Trade Group Launches Medical Assistant Training Program
A leading urology group is facing a future workforce challenge. In the meantime, it’s making sure its current workforce is up to speed.
Various industries are facing pronounced workforce issues. At the same time, trade associations are facing increasing pressure to do more for members beyond their bread-and-butter advocacy missions. One project from a medical association suggests a way that trade groups can address both.
Like a lot of trades, LUGPA, which represents independent urology practices, does a lot of Capitol Hill work, focused on issues such as physician reimbursement and pharmacy benefit manager reform. “There’s lots of other urology groups that serve other needs, but this niche of independent practices was one that was not addressed with the groups that were out there,” says LUGPA CEO Celeste Kirschner, MHSA, CAE.

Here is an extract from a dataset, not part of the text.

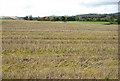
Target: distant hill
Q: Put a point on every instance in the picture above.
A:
(10, 18)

But that effort runs in tandem with a serious workforce problem: According to research from the American Urological Association, 62 percent of U.S. counties don’t have a single active urologist. And it’s beyond the capacity of LUGPA, with a ten-person staff, to make serious headway there. “We don’t have any control over how many new urologists graduate every year,” Kirschner says. “One way to do that is to accept more people into residency, but it’s a complex system with Medicare reimbursement and so forth. So we’ve had to get a little bit creative trying to find physicians who are willing to go into private practice.”
LUGPA has launched efforts to better communicate the lay of the land in the specialty to physicians: Since 2019 it’s hosted a residency summit and job fair. But while that may assist with the job pipeline in the years to come, it doesn’t necessarily address the pain points that working independent urologists are facing now. LUGPA’s research suggests that such solutions are what trade association members are looking for out of their membership.
So earlier this year, LUGPA launched UroMA, an online training course designed for medical assistants in urology practices. The course responds to the need for already strained practices to get assistants up to speed on the particulars of urology as quickly as possible. “We try to advantage our member groups to do the best kind of care, and give them tools they can use as they care for their patients,” Kirschner says. “[UroMA] allows groups to have a resource. Most of them have had their own sorts of homegrown things, but this is something that’s available to member groups for free…. We don’t cover basic medical assistant training, but we cover procedures and certain things unique to urology.”
Member surveys suggested that there was an urgent need for the resource: “It was overwhelmingly the case that they said that would be a very good helpful thing for them to have in their practices,” Kirschner says. And the response has borne that out: In the five months since its launch, more than 800 people have enrolled in the course—good numbers in urology, a field has only 15,000 licensed practitioners nationwide.
Such efforts provide more immediate support while LUGPA looks at longer-term challenges. “Everybody wants to expand their practice using nurse practitioners or physician assistants, but it’s difficult to find individuals, particularly if you’re in a rural area,” she says. “Our focus as an association is on advocacy, of course, but we also focus on the business of urology.”